Stanley Kubrick would've been all over this in some form or fashion (as with digital cinema, I'm not sure where he would've landed), and Fincher, as arguably the most Kubrickian director of our age, possesses the ideal combination of tech smarts, filmmaking skill, and skepticism to get under the hood of this nascent "virtual assistant."

As Fincher revealed in a 2023 interview with GQ, he's keeping a close eye on the development of AI. How does he feel about it? He's not entirely sure just yet.

Fincher needs AI to meet some fab expectations

At present, Fincher thinks AI-generated visual art is a poor facsimile of work by genuine masters of the medium. "I have friends who are photographic geniuses playing with AI," said Fincher. "And you look at it, and it always looks like sort of a low-rent version of [Academy Award-winning cinematographer] Roger Deakins. And I understand what AI is pulling from in order to make this."

This isn't to say he's completely writing off AI. As he told GQ:

"I think AI's a really powerful tool. And for my money, I have not heard an AI Beatles song that compares to "Eleanor Rigby." So until somebody plays an AI song that knocks me out [...] maybe that's just where we're at now, and I may be eating my words in a year, but I think ultimately, the thing that we respond to in poetry, and writing, and songwriting, and photography, is the personal bent. The thing that's making it [human]."

Asking for an "Eleanor Rigby" is setting a sky-high standard. Perhaps you could get away with something that sounds like Lou Reed's "Metal Machine Music" to an unsophisticated ear (yes, that infamous arrangement of noise has nuance), but a meticulously composed pop song or, getting more ambitious, a classical symphony is clearly well out of range for this tech. For now.

As for AI as a "powerful tool" in 2024, Fincher knows of what he speaks because he used it on last year's "The Killer."

AI is a tool, not a full-service virtual artist

According to Fincher, AI saved him some scrambling in post-production when it came to fixing a bit of Michael Fassbender's dialogue in the hit-man thriller –- and he was tremendously pleased with the results:

"We had a few lines [...] in 'The Killer' that we had looped but we couldn't get right, with Michael, so he said it into an iPhone in an environment that was not conducive to being used as a voiceover, and we could take it and process it through the hours of voiceover that we had, and spit back out, and it was clean, and it was the music of his voice. And that's incredibly handy to have."

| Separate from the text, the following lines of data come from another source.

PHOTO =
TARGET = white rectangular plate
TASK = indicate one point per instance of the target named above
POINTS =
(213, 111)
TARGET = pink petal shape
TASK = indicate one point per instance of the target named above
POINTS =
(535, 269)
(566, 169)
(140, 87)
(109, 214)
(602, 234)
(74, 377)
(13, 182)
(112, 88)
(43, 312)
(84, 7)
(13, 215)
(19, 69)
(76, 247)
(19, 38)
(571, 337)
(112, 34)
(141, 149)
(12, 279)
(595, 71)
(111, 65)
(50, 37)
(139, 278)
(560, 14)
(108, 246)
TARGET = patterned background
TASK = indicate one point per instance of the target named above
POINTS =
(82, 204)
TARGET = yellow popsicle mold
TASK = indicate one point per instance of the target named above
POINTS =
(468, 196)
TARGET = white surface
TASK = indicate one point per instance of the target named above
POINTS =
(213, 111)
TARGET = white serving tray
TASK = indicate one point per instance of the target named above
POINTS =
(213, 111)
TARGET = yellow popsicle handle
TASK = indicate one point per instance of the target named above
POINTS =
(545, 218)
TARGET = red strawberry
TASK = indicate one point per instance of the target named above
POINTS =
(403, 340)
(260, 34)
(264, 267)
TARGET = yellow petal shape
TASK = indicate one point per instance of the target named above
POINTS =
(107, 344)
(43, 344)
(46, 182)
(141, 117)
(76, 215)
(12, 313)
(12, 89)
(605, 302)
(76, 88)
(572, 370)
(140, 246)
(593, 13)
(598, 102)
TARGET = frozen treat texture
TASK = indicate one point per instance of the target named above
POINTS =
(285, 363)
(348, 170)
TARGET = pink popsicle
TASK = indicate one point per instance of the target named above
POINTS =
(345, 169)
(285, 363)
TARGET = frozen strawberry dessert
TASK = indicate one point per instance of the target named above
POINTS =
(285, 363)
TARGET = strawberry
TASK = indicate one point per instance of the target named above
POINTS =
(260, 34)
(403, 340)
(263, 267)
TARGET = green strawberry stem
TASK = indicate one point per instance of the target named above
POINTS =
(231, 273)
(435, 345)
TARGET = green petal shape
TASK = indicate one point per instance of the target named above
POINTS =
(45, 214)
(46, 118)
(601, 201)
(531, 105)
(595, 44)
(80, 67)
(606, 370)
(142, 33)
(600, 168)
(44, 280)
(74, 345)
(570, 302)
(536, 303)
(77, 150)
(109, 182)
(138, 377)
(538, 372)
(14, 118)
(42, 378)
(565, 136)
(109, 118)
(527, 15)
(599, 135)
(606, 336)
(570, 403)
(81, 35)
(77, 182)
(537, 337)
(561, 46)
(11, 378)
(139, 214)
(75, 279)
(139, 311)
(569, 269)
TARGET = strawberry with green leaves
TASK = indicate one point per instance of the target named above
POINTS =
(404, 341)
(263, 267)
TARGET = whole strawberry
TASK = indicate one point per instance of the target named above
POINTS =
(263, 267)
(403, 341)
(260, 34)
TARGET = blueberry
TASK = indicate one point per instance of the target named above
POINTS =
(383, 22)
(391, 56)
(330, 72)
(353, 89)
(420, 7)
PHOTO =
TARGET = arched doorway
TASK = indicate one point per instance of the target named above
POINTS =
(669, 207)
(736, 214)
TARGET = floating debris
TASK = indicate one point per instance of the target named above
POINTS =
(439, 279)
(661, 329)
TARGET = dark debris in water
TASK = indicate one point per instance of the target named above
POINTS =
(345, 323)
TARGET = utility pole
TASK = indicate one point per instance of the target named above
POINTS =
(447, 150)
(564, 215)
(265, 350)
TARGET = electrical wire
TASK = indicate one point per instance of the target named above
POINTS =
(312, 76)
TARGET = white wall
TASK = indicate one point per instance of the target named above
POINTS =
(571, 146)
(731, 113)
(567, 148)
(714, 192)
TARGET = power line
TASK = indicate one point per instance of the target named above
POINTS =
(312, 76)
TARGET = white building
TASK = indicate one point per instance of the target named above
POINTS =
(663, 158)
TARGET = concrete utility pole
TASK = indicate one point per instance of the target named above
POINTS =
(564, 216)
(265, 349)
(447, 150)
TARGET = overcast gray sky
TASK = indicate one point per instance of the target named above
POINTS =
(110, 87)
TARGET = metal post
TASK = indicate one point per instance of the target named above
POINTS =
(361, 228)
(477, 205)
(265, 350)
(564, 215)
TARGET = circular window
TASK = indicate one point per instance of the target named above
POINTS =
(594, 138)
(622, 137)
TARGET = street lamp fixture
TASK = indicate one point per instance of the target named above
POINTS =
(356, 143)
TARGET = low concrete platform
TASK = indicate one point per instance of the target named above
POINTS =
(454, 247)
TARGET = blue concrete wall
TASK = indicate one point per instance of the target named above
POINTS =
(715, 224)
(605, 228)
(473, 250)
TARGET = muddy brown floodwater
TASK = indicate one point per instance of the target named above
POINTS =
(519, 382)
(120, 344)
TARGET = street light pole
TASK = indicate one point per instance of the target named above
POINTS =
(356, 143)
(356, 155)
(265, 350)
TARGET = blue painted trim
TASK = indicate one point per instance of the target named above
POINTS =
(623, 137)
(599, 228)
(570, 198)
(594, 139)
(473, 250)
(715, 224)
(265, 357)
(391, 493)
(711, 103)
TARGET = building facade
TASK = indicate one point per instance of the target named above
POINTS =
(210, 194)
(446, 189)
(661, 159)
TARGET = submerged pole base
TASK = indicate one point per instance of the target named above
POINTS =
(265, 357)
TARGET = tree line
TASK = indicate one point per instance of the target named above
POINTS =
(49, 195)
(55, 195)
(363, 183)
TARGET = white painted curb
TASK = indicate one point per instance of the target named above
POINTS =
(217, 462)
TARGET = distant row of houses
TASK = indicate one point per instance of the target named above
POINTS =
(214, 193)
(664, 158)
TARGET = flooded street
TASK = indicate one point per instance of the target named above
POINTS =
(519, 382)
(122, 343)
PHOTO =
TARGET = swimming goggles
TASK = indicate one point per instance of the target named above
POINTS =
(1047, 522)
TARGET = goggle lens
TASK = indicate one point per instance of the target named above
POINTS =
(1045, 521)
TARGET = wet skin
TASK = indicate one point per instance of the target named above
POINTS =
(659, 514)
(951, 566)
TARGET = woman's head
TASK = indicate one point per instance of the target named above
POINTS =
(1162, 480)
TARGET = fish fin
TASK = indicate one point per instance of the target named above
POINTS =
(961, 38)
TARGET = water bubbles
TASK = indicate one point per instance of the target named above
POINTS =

It's a slippery slope with AI, but this is an instance where the actor has (evidently) signed off on its use, and no one is losing a job because of its limited implementation. All they did was save some time (i.e. money) to achieve a seamlessly integrated result. Everyone wins.

But as Patton Oswalt once sagely observed, these kinds of big scientific/technical advances are too often "all about coulda, not about shoulda" – and a century of sci-fi movies ranging from "Metropolis" to "Jurassic Park" have warned us of these Icarus-like instincts. But while many of us are leery, if not outright terrified, by what the future of AI holds, Fincher isn't sweating it (again, for now).

As the filmmaker told GQ, "Until the point of time that somebody shows me something that I go — [he slaps his chest] — 'Oh my god, that breaks my heart,' and then they say, 'Oh, well, as it turns out, this was somebody talking into a microphone, and this is the film that came out,' I'm not that worried about it."